Hackathon Runner

The inaugural all female hackathon - She Hacks, was held in Melbourne and Sydney on March 21 - 22. It ran from 6-12 on Friday and 9-4 on Saturday and included time for sleep and yoga as well as about 8 hours to build a kick ass app.

Teams of three were assigned by the organisers to have a balance of design, development and marketing skills. There were plenty of mentors making the rounds to pitch to and ask for advice. The theme for the event was community and neighbourhoods.

Pitches were 3 minutes and the judging criteria was:

  • Team
  • Innovation
  • Community & Neighbourhoods
  • Hip (design)
  • Hack (development)
  • Hustle (marketing) This is my game plan for the next hackathon. It’s not necessarily what the winning teams did, it’s more what I wish we had done after seeing all the pitches - taking the best elements of each.

The first step is coming up with a good idea.

The idea

1. Get to know your team.

People’s hobbies and passions can spark ideas. Finding out each team member’s background and interests can help spark ideas. A good exercise is for each member to consider the theme and find a problem in their life related to the theme, then as a team brainstorm an app to solve the problem.

2. Analyse the idea/s

For every idea ask questions you think the judges will ask. We had the high level criteria to consider but the big question is monetisation. You need to have an answer for that, even if it’s a vague one like ‘We would approach these organisations for funding/partnerships’ or ‘We would apply for these grants’.

3. It’s ok if you don’t love your idea

Other people will have feedback and suggestions that will help you polish your idea. Sharing our idea with mentors and other attendees over the weekend really helped me fall in love with it.

The plan

Planning is the most important step.

Plan to the pitch

At the end of the hackathon what you’re actually delivering is a pitch. Each person on the team needs to understand this and know what they need to do.

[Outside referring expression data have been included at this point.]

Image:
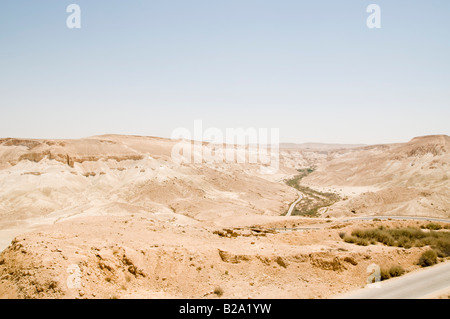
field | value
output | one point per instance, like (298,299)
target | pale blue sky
(311,68)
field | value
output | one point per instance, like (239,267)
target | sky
(312,69)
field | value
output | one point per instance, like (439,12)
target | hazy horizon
(312,69)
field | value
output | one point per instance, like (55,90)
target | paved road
(443,220)
(291,208)
(418,284)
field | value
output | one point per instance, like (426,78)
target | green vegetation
(439,241)
(312,200)
(428,258)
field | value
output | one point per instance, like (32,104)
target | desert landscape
(134,224)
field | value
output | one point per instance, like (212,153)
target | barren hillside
(397,179)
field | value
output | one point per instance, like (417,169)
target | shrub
(428,258)
(396,271)
(433,226)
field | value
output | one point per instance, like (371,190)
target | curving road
(431,219)
(291,208)
(424,283)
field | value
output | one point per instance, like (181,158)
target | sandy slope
(138,225)
(398,179)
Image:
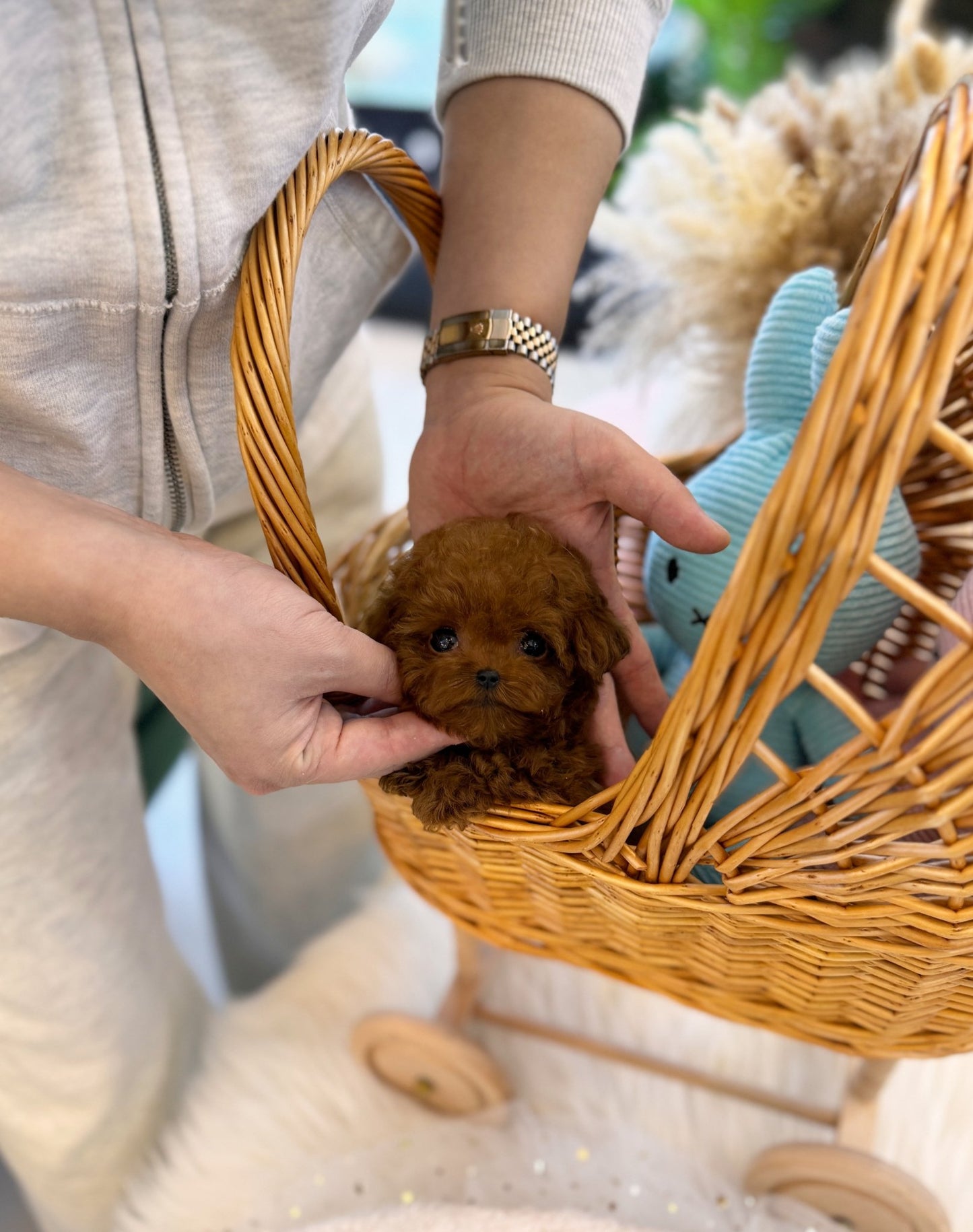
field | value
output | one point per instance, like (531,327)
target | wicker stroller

Start by refining your idea down to it’s smallest form - the minimum viable product (MVP) and do a feasibility check around whether it’s achievable in the time you have. If you go for the MVP make sure your pitch is clear that it’s a working product and not a prototype.

If the MVP isn’t achievable, build a clickable prototype and spend development time on the technical problems that need solving. An example would be integrating with some APIs to show what can be done.

I…built this city

I took our MVP as a challenge: Can I build it in 8 hours without a front end dev? Turns out the answer is a big ‘yes’ followed by an even bigger ‘but’. I built the MVP but I didn’t get the most out of the event. So this is where some big lessons were learned.

It’s OK to take the easy road

A hackathon isn’t business as usual - take all the help you can get.

At one point a member of my team offered to design the front end on a hosted wordpress site she was familiar with. My first thought (as it usually is when wp is mentioned) was “we don’t need no stinkin’ wordpress”. In reality we did need something, so if stinkin’ wordpress is all you’ve got, just take it.

To a lot of people in the room there was no difference between a prototype and a working MVP. The runner up team had a good pitch and a great prototype (and no MVP).

It’s OK to share

The She Hacks atmosphere was great for developing ideas. Instead of spending every minute working, get up and talk to people. Share your idea with as many people as possible. After our pitch we had a heap of suggestions, it would have been better to get them before the pitch so they could be incorporated.


By the end of your pitch this is what you want everyone in the room to be singing.

First you need to explain the problem - telling a story about a fictional user is a really good way to do this. You should cover how the problem is being solved by the marketing, design and tech. Show how you’ve got solutions for all the immediate barriers Make sure to point out any tech that is fully working One last thing Before you get there have a pitch ready for yourself. You’re going to be meeting a lot of new people so be ready to introduce yourself a lot.

Good luck, see you at the next hackathon.